Hello panel devotees,
I believe I'm seeing a bug in cumulated sample restrictions in the panel
context. Before I can set up a minimal example, let me describe
hopefully in enough detail what I'm doing, what's failing, which
workaround exists, and so on. I can't supply the dataset (yet) because
it's big.
The full data is structured and recognized by gretl as follows (I
believe the translated German terms are self-explanatory in this context):
Voller Datenbereich: 1:001 - 5860:900 (n = 5274000)

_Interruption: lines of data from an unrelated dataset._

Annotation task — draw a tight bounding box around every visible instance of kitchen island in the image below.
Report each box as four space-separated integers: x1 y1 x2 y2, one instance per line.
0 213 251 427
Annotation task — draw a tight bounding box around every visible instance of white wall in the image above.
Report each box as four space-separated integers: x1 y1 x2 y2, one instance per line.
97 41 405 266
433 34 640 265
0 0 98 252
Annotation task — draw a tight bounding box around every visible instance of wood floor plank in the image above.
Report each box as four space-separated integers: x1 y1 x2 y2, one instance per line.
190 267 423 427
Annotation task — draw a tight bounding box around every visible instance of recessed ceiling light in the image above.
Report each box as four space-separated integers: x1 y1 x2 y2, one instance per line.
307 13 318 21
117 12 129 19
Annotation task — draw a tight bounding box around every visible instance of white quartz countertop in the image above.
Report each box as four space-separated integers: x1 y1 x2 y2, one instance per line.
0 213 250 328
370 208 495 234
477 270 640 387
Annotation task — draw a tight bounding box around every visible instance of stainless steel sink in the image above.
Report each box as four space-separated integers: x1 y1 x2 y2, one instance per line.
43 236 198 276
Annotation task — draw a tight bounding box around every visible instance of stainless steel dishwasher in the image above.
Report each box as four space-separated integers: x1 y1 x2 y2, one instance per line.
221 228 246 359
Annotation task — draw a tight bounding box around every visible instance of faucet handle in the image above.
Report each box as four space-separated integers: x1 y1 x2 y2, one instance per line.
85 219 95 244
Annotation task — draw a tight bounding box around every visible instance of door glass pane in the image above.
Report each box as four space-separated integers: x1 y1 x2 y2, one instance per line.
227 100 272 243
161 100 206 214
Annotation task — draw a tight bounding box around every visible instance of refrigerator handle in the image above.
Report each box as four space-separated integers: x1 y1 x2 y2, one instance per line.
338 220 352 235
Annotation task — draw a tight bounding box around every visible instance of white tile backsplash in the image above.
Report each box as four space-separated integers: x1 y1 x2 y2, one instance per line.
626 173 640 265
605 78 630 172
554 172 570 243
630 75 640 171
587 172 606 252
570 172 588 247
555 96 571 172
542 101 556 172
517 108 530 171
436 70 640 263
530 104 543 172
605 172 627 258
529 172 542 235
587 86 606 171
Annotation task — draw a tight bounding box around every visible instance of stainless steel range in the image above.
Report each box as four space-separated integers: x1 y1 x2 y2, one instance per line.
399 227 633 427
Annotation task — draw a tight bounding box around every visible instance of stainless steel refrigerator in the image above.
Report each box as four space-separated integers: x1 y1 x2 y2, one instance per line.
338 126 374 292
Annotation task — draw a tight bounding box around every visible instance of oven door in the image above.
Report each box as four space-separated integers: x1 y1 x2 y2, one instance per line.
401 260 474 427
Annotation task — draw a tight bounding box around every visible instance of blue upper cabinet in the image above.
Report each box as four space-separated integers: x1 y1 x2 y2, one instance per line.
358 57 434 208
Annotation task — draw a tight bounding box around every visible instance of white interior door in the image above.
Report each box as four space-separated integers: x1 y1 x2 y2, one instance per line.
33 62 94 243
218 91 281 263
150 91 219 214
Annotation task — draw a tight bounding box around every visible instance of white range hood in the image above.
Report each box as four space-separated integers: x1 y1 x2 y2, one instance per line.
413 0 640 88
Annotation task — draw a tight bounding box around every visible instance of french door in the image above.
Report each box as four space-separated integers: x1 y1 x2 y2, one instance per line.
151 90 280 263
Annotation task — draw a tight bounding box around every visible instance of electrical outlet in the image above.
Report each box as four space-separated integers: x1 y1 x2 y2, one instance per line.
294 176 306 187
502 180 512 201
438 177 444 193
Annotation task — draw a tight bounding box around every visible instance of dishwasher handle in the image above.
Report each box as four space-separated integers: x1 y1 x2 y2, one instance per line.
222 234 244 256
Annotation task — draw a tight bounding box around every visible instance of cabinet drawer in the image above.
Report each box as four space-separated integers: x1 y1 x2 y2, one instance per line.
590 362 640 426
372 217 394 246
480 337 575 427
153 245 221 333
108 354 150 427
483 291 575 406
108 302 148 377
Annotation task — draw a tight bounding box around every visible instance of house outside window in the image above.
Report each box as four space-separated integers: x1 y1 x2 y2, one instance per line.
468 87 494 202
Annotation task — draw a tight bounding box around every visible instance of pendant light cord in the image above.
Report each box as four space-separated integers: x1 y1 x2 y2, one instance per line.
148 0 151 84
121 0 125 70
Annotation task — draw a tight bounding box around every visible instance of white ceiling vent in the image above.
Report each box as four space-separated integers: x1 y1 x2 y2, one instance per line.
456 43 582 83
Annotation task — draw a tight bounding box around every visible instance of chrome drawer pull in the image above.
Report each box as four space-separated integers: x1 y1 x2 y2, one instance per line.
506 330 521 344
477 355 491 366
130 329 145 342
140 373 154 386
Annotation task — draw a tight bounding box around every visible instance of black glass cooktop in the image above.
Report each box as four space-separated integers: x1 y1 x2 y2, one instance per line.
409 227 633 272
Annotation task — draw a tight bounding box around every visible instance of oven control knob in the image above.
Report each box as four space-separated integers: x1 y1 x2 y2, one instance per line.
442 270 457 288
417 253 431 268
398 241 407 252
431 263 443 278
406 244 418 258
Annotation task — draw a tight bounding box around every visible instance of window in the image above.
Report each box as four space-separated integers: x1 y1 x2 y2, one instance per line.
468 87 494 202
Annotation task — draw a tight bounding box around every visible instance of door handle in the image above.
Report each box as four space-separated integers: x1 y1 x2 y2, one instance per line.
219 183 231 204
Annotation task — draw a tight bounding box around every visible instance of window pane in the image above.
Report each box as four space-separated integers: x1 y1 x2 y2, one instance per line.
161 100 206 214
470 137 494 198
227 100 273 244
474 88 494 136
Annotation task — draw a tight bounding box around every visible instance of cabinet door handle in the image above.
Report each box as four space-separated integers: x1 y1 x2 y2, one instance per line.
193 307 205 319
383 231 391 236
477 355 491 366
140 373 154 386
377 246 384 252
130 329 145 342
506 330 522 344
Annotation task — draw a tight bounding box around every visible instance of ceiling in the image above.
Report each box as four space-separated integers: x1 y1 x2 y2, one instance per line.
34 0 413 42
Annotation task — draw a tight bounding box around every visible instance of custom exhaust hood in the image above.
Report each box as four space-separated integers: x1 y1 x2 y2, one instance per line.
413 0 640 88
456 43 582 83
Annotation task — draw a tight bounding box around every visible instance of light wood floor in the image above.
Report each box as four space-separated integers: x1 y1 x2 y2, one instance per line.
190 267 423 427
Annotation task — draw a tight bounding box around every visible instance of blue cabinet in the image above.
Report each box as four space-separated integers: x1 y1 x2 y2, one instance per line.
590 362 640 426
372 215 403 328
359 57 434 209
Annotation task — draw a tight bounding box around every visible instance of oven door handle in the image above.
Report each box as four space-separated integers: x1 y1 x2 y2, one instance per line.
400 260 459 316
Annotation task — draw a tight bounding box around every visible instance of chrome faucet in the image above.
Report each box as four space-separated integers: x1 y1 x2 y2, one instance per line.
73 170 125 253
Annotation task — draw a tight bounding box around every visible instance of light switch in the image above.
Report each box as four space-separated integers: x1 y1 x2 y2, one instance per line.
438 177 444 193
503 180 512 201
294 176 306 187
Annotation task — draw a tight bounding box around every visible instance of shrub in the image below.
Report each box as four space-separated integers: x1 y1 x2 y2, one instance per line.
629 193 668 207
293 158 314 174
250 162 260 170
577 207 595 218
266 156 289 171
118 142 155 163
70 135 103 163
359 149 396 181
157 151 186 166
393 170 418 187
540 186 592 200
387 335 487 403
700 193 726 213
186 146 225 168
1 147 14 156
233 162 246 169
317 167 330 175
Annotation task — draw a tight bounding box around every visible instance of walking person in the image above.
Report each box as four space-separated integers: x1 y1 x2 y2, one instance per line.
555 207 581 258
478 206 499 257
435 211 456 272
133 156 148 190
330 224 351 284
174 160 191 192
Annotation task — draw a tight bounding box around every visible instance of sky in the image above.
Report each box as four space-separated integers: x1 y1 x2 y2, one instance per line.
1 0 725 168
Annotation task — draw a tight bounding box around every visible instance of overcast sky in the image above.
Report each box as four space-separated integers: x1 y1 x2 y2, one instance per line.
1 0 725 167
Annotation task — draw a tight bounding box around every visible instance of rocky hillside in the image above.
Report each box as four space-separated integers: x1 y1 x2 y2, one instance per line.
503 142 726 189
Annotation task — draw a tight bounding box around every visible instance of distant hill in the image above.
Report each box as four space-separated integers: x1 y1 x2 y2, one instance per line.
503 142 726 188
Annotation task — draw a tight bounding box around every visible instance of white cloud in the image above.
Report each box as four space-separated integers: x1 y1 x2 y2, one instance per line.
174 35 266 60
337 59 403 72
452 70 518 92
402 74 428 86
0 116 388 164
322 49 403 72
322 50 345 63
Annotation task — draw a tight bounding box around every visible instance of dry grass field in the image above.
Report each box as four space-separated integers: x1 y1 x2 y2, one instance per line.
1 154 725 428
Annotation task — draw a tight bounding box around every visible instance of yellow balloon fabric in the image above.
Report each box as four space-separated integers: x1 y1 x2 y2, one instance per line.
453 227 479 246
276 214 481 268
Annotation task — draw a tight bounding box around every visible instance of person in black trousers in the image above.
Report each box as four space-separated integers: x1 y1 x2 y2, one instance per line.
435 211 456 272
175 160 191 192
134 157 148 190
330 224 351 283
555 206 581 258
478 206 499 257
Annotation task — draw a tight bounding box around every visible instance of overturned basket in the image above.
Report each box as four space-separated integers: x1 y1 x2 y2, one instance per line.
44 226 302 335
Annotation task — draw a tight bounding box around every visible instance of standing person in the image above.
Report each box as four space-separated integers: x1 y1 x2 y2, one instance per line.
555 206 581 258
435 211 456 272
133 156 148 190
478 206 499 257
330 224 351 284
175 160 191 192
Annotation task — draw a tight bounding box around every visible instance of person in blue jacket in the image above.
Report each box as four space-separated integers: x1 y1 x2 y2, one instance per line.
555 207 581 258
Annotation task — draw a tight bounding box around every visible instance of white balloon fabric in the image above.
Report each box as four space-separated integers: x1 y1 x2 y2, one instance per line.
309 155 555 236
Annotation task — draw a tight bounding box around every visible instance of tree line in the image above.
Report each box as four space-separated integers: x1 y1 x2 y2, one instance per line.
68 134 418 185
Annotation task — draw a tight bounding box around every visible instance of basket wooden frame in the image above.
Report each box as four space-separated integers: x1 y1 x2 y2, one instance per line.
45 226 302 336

This is monthly, in general heavily unbalanced, the index variables
stemming from $unit and $obsdate are "stationindex" and "iso" (for ISO
date format).
For certain data cleaning reasons I'm first applying the following
restriction:
(1) smpl STATIONS_ID==291 --restrict --replace
which gives me:
Voller Datensatz: 5274000 Beobachtungen
Aktuelle Stichprobe: 1288 Beobachtungen
So far, so good. Then I want to keep only those obs where a certain
variable "temp" is non-missing, so I do:
(2) smpl ok(temp) --restrict
which then yields:
Voller Datensatz: 5274000 Beobachtungen
Aktuelle Stichprobe: 1:001 - 2:156 (n = 312)
Notice that gretl by itself figured out that this subsample has a valid
and feasible panel structure, I didn't tell it that. Does this side
effect matter? I don't know.
At this point let me demonstrate that there are no missings in this
subsample; in the console, asking for "=sum(missing(dataset))" yields 0.

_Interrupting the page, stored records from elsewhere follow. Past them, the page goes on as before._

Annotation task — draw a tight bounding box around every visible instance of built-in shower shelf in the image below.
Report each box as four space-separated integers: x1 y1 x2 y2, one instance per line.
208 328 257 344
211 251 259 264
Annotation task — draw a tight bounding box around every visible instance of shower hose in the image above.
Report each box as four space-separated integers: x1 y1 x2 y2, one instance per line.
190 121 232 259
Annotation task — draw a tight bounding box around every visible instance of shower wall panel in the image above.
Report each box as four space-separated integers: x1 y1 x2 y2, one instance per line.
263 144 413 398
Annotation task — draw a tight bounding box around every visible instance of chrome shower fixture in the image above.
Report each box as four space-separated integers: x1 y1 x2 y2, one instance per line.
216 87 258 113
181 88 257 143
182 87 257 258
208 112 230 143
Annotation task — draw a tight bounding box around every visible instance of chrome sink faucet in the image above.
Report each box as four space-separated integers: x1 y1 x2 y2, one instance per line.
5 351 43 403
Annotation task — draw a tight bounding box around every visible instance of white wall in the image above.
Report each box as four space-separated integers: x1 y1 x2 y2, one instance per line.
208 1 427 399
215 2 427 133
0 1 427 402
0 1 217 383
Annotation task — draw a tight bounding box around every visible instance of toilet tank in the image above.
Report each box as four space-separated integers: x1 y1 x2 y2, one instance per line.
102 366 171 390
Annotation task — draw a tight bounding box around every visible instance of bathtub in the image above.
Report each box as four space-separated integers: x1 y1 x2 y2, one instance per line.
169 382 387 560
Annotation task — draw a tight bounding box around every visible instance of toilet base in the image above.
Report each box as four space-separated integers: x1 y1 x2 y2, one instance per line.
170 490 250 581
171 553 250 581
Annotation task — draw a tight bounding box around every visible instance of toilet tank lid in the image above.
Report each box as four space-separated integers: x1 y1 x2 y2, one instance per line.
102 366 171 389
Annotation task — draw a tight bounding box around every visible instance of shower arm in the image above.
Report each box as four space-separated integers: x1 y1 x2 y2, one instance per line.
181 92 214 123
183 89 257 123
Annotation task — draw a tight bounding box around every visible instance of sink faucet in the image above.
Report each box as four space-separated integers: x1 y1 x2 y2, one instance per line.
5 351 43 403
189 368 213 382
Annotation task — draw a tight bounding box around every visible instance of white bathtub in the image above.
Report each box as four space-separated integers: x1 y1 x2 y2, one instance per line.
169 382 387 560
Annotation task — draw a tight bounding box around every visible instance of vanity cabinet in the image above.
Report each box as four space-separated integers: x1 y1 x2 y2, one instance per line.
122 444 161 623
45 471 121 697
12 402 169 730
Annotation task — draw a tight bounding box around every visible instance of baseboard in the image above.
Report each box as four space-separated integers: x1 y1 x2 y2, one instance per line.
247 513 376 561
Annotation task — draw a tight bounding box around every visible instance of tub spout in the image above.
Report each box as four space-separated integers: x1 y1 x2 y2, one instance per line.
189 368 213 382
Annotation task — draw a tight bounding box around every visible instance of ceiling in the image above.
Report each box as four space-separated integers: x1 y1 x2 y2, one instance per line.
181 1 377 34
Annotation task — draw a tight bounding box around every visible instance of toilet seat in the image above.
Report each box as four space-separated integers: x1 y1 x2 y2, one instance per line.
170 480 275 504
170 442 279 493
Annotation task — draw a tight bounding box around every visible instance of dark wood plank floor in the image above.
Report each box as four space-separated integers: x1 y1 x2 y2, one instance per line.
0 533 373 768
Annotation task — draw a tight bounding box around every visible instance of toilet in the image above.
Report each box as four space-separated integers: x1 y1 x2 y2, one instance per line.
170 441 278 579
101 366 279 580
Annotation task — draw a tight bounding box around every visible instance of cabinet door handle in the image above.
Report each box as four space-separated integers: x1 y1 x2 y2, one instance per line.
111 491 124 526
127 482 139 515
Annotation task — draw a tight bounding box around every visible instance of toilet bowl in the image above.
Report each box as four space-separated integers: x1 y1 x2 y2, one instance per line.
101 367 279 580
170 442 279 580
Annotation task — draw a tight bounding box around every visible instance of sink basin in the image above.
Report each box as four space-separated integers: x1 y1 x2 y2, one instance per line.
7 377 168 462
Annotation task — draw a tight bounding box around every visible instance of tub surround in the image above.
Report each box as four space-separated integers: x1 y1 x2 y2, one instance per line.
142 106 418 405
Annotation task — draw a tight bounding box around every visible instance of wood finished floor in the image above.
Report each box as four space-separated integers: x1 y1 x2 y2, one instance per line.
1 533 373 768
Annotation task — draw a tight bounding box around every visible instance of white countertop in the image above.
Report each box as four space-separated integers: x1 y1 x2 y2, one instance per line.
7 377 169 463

Finally I want to retain only the most recent time period, and since
"iso" is my time variable, I try to apply this restriction:
(3) smpl iso==max(iso) --restrict
In theory there should be at least one observation where any given
variable takes on its own max (and in fact in this case there are two
such obs) -- however, now I'm getting an error message:
"No obs would be left!" (retranslated)
This can't be true, can it? So I tried the following workaround before
getting to step (3), i.e. starting from scratch and applying
restrictions (1) and (2), then I create a helper series:
series checkiso = iso==max(iso)
And indeed, "=sum(checkiso)" gives me the correct answer 2. Now I try
the equivalent workaround restriction:
(3b) smpl checkiso --restrict
... and it works nicely, as expected, leaving only two obs in the active
sample!
So why does step (3) not work? I believe it's a bug, but maybe I'm
missing something.
Ah, one more remark: For other values in the step-(1) restriction I'm
seeing that there won't be a recognized panel dataset after step (2),
and apparently in those case there is no problem! That's why I mentioned
it above, maybe it's relevant.
Sorry for a long message, I hope I was clear enough.
thanks
sven